Scotland celebrate in Serbia.
Scotland celebrate in Serbia.

An eerily empty Rajko Mitic Stadium on a cold and wet November night is about as far removed from a packed Wimbledon Centre Court on a scorching hot summer afternoon as you could possibly imagine.

But seven-and-a-bit years after Andy Murray endured that seemingly never-ending last game with all its deuces to hold his serve and nerve and put away Novak Djokovic in the men’s singles final at the home of tennis, beating Serbia in the sporting arena has got its era-defining sequel for Scotland.

There is no equivalence between the achievement of Steve Clarke’s team of footballers and the greatest Scottish athlete of them all, of course.

But qualification for a major championship in our national game for the first time in over two decades certainly bears comparison with what happened at the All England Club in terms of significance for the country as a whole.

If anything, being part of Euro 2020 next summer, with two group games at a (crammed-full, hopefully) Hampden Park and one at Wembley, will have a deeper and longer-lasting impact on grassroots sport in Scotland and those who play and watch it.

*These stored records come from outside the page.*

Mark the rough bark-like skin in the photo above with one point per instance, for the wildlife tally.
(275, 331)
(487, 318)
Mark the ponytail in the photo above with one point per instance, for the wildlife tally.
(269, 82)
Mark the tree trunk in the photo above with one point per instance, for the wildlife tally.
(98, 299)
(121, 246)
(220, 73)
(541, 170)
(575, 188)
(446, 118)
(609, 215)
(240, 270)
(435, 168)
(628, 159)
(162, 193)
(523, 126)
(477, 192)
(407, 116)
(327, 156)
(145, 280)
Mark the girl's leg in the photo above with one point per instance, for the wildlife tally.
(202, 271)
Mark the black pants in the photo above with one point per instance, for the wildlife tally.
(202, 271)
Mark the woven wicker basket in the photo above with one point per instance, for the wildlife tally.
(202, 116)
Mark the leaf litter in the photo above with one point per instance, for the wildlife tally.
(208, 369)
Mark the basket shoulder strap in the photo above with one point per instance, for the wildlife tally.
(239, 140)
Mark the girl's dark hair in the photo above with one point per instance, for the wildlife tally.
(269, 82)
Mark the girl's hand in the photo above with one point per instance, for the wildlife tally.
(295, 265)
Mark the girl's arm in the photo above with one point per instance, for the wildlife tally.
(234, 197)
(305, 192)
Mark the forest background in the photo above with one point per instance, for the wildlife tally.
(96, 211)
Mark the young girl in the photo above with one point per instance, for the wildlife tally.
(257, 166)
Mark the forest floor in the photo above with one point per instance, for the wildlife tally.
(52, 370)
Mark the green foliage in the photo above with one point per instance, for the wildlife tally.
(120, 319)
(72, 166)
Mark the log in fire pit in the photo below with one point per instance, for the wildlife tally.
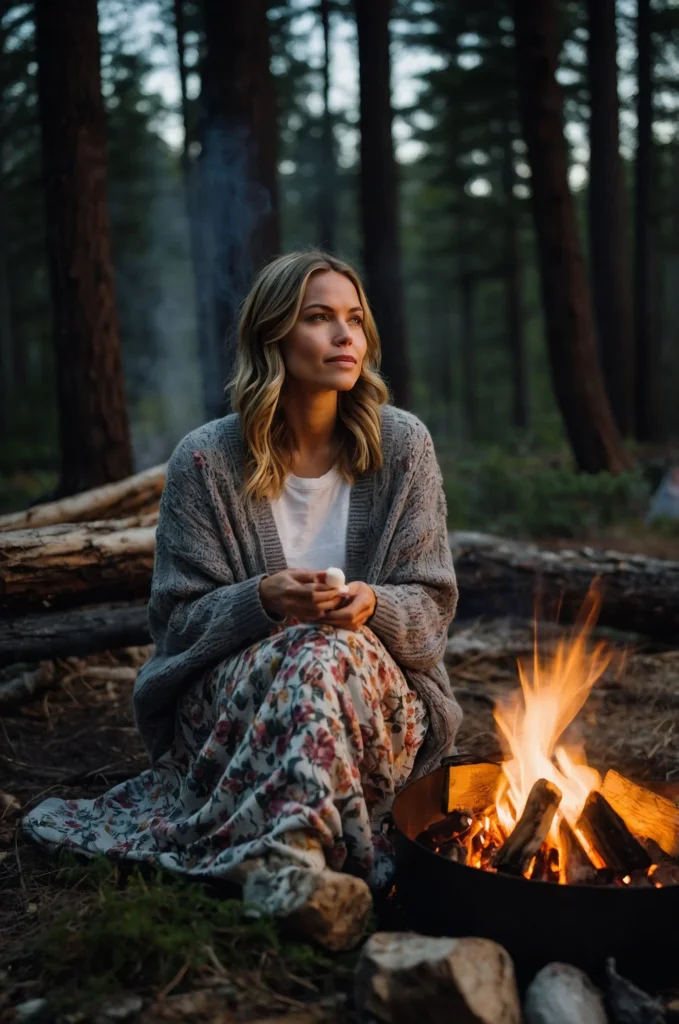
(537, 851)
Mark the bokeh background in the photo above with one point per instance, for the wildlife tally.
(527, 303)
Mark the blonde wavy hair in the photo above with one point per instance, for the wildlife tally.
(268, 314)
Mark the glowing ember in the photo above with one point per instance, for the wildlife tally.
(553, 690)
(550, 820)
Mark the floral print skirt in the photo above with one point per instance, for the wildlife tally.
(297, 743)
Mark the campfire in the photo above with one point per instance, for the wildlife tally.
(550, 816)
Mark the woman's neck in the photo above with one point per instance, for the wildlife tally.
(311, 420)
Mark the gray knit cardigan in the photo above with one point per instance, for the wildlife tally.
(213, 548)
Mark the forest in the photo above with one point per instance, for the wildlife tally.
(516, 231)
(502, 174)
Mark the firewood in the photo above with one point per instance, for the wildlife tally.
(114, 501)
(75, 563)
(529, 833)
(606, 833)
(402, 977)
(629, 1005)
(77, 631)
(562, 994)
(579, 867)
(644, 812)
(470, 784)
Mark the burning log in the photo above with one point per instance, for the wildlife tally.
(46, 635)
(401, 976)
(500, 578)
(531, 830)
(562, 994)
(136, 494)
(604, 829)
(644, 812)
(579, 868)
(76, 563)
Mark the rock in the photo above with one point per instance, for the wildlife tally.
(562, 994)
(402, 977)
(330, 907)
(629, 1005)
(33, 1012)
(124, 1008)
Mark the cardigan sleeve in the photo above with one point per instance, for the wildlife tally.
(198, 613)
(417, 600)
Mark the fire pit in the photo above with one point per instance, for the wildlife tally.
(538, 851)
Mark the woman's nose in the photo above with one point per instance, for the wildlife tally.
(342, 334)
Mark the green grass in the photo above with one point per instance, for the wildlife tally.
(138, 932)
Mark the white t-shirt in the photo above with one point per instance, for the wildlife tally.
(311, 517)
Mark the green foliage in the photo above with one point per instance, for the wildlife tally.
(140, 929)
(531, 496)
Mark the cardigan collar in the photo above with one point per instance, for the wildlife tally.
(361, 503)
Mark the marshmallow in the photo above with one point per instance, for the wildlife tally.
(335, 578)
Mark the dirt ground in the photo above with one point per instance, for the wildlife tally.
(77, 738)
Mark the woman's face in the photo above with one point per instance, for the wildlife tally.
(326, 348)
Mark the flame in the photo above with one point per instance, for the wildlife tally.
(554, 688)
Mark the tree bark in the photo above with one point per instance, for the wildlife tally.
(468, 353)
(505, 578)
(379, 195)
(239, 170)
(192, 193)
(74, 563)
(576, 370)
(513, 286)
(76, 631)
(647, 361)
(607, 218)
(93, 423)
(327, 184)
(135, 495)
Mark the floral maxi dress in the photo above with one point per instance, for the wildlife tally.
(301, 738)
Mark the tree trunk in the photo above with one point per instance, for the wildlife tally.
(647, 363)
(239, 169)
(499, 578)
(468, 354)
(93, 424)
(607, 218)
(515, 335)
(7, 384)
(191, 177)
(328, 183)
(379, 194)
(576, 369)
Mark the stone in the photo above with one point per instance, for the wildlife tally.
(560, 993)
(404, 977)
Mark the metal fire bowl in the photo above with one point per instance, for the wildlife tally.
(536, 922)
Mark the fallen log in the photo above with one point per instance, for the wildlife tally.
(136, 494)
(71, 563)
(529, 833)
(497, 578)
(76, 631)
(610, 839)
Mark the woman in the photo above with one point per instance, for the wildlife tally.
(281, 714)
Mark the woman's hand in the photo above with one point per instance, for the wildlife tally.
(354, 609)
(298, 594)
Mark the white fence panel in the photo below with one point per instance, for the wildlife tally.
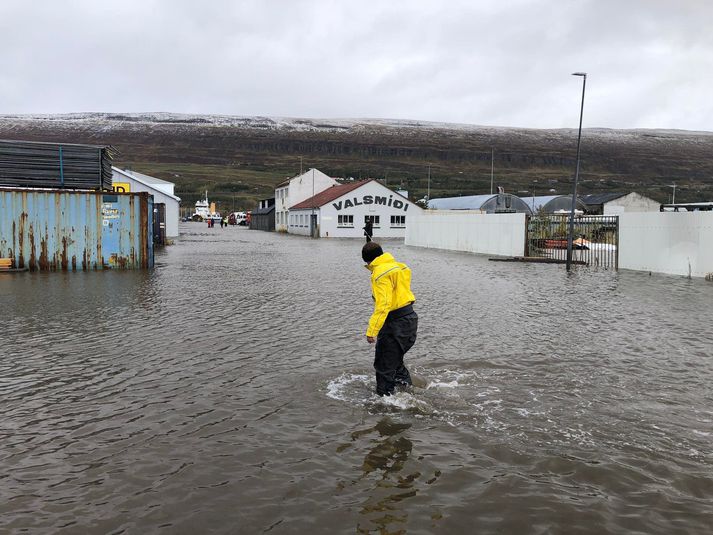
(677, 243)
(475, 232)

Touch wood, the world will be coming out of hibernation by then and a festival of football with supporters as the backdrop would be the perfect way to celebrate it.

And, make no mistake, the Scotland team richly deserve to be part of the Euros.

Pressure was on one shoulder in Belgrade and expectation the other.

All the near misses and all the failures of the last 22 years, glorious and not so glorious, have been trotted out this week. And there has been plenty of talk about the quality of their opponents.

The prevailing pre-match wisdom was that if the Scots were going to win this play-off final it would be after soaking up Serbian pressure, hitting them on the break and hanging on.

Instead for the vast majority of 90 minutes there was control. Control and perfect tactics.

Scotland dominating possession and territory in the first half was born of the eight-game unbeaten run they had put together and the confidence that came with it.

Lyndon Dykes has proved to be the ideal striker for this team, combining aerial excellence with selfless running and impressive link-up skills. Put simply, he gets the side up the pitch and good things happen around him.

As encouraging as the opening 45 was there wasn’t a real chance created in it but, with Serbia unable to change the narrative after the re-start, that altered six minutes into the second period.

Andy Robertson had already squandered a golden chance by the time Ryan Christie squeezed a low 20-yard left-footer in off the post.

To think that there was a worry Ryan Fraser’s absence would hurt Scotland’s chances. Christie proved to be an even more effective side-kick for the QPR man than anybody could have hoped for.

His place in Tartan Army folklore is secure.

In fact, the same goes for all of the players in dark blue.

If you’re putting your hand up and saying you thought Scotland were going to do it after conceding a last minute equaliser from a corner and then going into extra-time with their best attacking players substituted off, you’re in a very small minority. Or fibbing.

The commitment and quality of normal time won’t be forgotten but the character of that next half-hour and then during another faultless penalty shoot-out will be the abiding memory.

Andy Murray will definitely have approved.

And he’ll now know what the rest of us have gone through when we’ve been watching him through the gaps in our fingers.